I'm observing a growing number of peer connections in about:webrtc.  Simultaneously, /proc/(main-process-pid)/fd/ presents a growing number of fds.  The browser freezes around when the fd limit for my environment (1024) is hit.

What causes so many webrtc connections to hang, I don't know.  It might be an application bug, or a webrtc bug, but either way it oughtn't bomb the browser.
Attached file A test case
I extracted a small test case to reproduce the issue.  The file has a button "bomb", and when you press it, 600*2 rtcpeerconnections (enough to go over the default fd limit of 1024 on fedora) will be created in a loop.  This usually freezes or crashes my browser within a few seconds after clicking.
Byron, Nils, you might want to have a look at this one.
Rank: 15
Component: Graphics → WebRTC: Networking
Priority: -- → P1
Flags: needinfo?(drno)
Flags: needinfo?(docfaraday)
Reports from IRC say that 52.2.0 (debian) and 53.0.2 (64-bit, fedora) are also affected.
Sounds strongly like an application bug; resource exhaustion is hard to stop -- relax the limit on fd's, and it will likely hit another limit (or chew memory and/or CPU until limits don't matter).

600+ peerconnections is almost certainly an application bug.  Each peerconnection needs UDP socket(s), which means fd's - there's little way to avoid it.  "dead" peerconnections shouldn't be using FDs, and likely aren't.
Yeah, you could probably exhaust the system FD limit by setting up > 1K websockets, or XHR, or whatever.
Flags: needinfo?(docfaraday)
(In reply to Randell Jesup [:jesup] from comment #7)
> Sounds strongly like an application bug; resource exhaustion is hard to stop
> -- relax the limit on fd's, and it will likely hit another limit (or chew
> memory and/or CPU until limits don't matter).
> 
> 600+ peerconnections is almost certainly an application bug.  Each
> peerconnection needs UDP socket(s), which means fd's - there's little way to
> avoid it.  "dead" peerconnections shouldn't be using FDs, and likely aren't.

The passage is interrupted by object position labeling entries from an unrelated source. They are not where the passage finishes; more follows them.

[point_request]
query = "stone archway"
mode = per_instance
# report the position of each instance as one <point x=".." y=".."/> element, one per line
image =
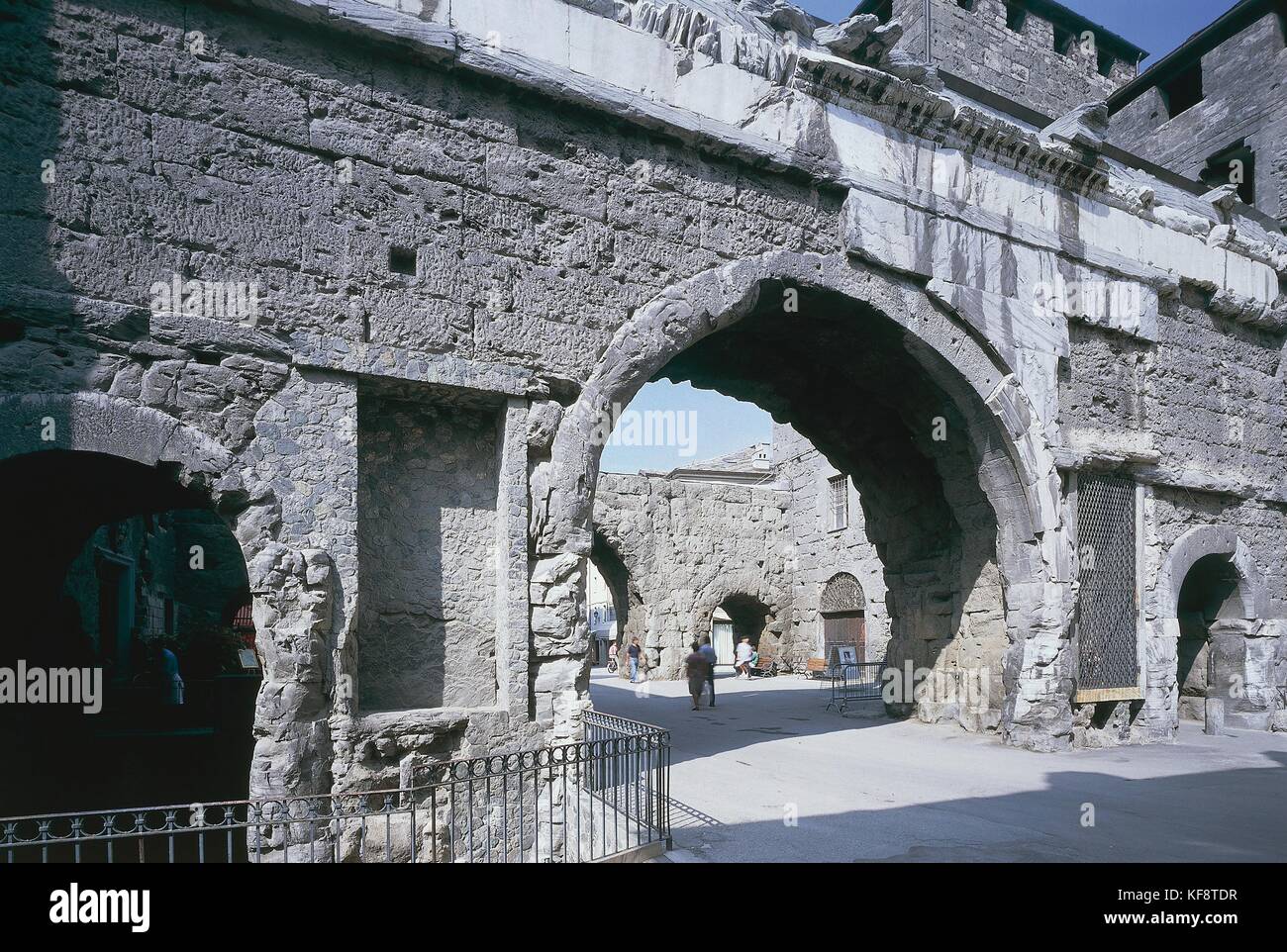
<point x="1206" y="659"/>
<point x="1011" y="464"/>
<point x="843" y="608"/>
<point x="292" y="590"/>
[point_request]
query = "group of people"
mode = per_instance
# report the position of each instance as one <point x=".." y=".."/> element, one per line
<point x="699" y="665"/>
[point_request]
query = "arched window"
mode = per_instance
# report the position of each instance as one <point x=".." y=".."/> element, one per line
<point x="843" y="609"/>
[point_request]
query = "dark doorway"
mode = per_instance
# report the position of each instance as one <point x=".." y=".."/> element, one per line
<point x="1210" y="592"/>
<point x="124" y="575"/>
<point x="843" y="610"/>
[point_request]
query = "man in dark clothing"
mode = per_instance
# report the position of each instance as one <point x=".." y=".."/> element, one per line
<point x="634" y="651"/>
<point x="709" y="654"/>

What privsep daemons do is they allocate all the fds that are critical to the daemon's operation up-front (this includes all IPC channels).  Then the rest are used for serving incoming requests.  A few may be reserved for transient use.

If they run out of fds, they stop accepting new connections until it's possible again.  Existing connections continue to be served without a hiccup and the daemon won't crash.

Is such a model unfeasible for firefox?  I see that it currently uses lots of transient fds (shm for passing raster data?  Bug 1245241).  This would explain the graphics freeze I observed.  I don't know if there's another user of fds that would explain the crashes.  Might be the same graphics code dying because syncing with compositor after 256 handles won't help if you don't have that many free handles to begin with.  That would mean 1245241 is somewhat mitigated but not solved for good.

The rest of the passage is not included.